Es un gusto enorme para el
Instituto de Biología tener esta oportunidad privilegiada de establecer contacto con una audiencia joven, interesada y dinámica como la de la
Revista Digital Universitaria. ¿Qué decir? ¿Qué transmitir? Vienen a la mente ideas algo filosóficas como qué es la biología, qué hace un investigador en biología, u otras más mundanas, como qué sucede al interior de un Instituto como el de Biología de la UNAM en el día a día. A la vez, no puedo evitar recordar tiempos de estudiante en la preparatoria y la licenciatura, e incluso tiempos en la infancia o adolescencia, cuando uno tiene contacto por primera vez con la naturaleza, con un microscopio, con los misteriosos seres vivos en una gota de agua de un estanque o, incluso, situaciones más crudas como una disección de algún ejemplar para el estudio de su anatomía o de los simbiontes que hay en su tracto digestivo. Sin duda, son vivencias que marcan a alguien que posiblemente decida adentrarse a una disciplina tan vasta como la biología.
De inicio, me atrevo a decir que la vida es movimiento, dinamismo, cambio, y en términos más formales, evolución, adaptación, especiación. No obstante, la vida citadina actual nos distancia de la naturaleza y así es fácil, incluso para el biólogo, “pensar” que las plantas y los animales se dan en el supermercado, dar por sentado que el planeta es inmenso e inalterable y que sus ecosistemas perdurarán por siempre. La realidad nos indica a cada instante que no es así. Que si bien la vida es flexible y resistente, los ecosistemas son sensibles a los cambios de condiciones y las comunidades son afectadas por esas alteraciones. Algunas especies son delicadas y raras y otras son aguantadoras y comunes.
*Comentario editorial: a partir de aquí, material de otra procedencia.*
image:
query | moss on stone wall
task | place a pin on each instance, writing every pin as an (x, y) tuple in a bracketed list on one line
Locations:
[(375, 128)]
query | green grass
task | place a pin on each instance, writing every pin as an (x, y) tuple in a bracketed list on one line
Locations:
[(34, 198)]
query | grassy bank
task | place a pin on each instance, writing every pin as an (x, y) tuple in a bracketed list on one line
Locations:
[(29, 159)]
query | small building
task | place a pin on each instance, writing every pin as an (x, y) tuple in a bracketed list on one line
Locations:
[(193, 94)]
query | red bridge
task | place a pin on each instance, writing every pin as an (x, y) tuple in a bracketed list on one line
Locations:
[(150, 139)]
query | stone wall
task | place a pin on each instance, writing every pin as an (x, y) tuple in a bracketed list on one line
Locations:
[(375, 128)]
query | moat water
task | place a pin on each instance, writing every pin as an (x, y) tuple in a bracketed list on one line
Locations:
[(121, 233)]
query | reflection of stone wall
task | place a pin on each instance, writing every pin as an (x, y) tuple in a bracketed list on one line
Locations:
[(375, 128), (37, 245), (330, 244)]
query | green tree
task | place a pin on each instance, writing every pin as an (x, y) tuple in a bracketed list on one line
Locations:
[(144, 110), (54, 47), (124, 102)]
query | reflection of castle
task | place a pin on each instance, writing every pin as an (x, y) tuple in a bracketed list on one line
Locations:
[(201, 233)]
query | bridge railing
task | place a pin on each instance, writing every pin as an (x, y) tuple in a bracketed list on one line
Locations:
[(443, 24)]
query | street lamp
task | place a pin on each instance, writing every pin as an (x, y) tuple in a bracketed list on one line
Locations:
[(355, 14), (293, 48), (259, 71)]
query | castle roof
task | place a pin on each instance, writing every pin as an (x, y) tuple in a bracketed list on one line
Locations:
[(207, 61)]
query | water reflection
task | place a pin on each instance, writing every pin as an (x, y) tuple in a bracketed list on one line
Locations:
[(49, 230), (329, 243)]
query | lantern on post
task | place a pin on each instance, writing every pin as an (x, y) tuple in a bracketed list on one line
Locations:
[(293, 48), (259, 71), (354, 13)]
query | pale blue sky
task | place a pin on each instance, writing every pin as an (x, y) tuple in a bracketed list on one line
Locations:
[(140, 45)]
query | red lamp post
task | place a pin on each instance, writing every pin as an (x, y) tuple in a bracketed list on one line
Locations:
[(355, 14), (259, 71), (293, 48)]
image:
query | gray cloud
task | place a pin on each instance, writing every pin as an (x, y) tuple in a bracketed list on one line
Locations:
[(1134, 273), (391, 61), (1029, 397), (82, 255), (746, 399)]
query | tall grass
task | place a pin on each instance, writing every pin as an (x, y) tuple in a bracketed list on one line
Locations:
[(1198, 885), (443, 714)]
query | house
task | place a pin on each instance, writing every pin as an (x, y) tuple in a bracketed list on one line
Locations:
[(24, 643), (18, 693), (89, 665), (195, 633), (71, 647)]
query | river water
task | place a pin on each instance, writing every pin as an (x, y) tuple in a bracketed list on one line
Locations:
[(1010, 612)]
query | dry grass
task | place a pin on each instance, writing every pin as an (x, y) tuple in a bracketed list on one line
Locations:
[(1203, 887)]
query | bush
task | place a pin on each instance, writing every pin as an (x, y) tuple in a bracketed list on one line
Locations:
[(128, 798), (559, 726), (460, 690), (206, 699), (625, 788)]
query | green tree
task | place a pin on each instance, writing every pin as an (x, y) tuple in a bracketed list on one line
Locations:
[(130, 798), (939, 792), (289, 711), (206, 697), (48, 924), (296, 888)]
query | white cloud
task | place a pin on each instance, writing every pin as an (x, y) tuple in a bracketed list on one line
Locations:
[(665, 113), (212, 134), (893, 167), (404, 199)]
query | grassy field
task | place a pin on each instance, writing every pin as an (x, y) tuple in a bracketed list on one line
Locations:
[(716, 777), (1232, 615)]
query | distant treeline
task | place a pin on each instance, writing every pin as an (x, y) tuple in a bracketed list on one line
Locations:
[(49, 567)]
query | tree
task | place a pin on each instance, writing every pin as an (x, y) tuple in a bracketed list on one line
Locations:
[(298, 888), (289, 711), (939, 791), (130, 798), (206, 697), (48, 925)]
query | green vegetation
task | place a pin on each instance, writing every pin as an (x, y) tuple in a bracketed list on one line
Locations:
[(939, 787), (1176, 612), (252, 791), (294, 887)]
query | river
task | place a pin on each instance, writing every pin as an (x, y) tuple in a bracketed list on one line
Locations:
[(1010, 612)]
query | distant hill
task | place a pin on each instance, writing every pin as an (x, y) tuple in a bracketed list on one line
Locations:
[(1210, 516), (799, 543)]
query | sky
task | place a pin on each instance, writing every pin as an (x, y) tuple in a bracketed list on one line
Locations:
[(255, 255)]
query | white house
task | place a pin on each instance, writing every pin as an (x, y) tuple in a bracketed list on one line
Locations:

Por otra parte, las especies evolucionan y se adaptan a sus condiciones locales, de manera que son como las regiones o pueblos que tienen sus propios rasgos e identidad. Así, un país como México tiene condiciones climáticas diversas y una complejidad fisiográfica, que aunadas al tiempo evolutivo, han resultado en una elevada diversidad biológica, en gran medida única, con un componente de domesticación y utilización por las sociedades prehispánicas: una combinación envidiable, aunque no se puede tener todo en la vida, y, al parecer, alta biodiversidad y alto desarrollo económico no siempre van de la mano. Éste es el contexto en el que el Instituto de Biología ejerce su misión, documentar la enorme riqueza biológica del país, y para muestra basta con un botón. Jeny Solange Sotuyo nos ilustra el valor de una especie endémica de leguminosa, el
palo morado, con una espléndida madera pero sensible a la deforestación por su lento crecimiento. David Gernandt y colaboradores nos muestran los alcances que tienen las colecciones biológicas, especialmente la del
Herbario Nacional de México, al ser utilizadas de manera digital, tanto en bases de datos como en bancos de imágenes. José Juan Flores y colaboradores demuestran la utilidad de una técnica que trabaja incansablemente por la noche y fotografía vertebrados cuyo movimiento activa la
fototrampa, dejando una imagen
in fraganti que testifica la presencia de la especie. Se trata de una técnica especialmente útil para registrar mamíferos. Alejandro F. Oceguera pone en una amplia perspectiva el estudio de las
sanguijuelas, un grupo biológico quizá con una reputación injustificada. Finalmente, quien escribe intenta llamar la atención hacia
la visión del sistemático, el profesional de la biodiversidad, un oficio que debería tener múltiples anuncios en los periódicos de los países megadiversos como México. Acompaña a estos escritos una
entrevista al Director del Instituto, el Dr. Víctor Sánchez-Cordero, en la que, con entusiasmo, nos describe cómo se prepara el Instituto de Biología para enfrentar lo que nos queda de este siglo XXI. Bienvenidos a este número y al Instituto.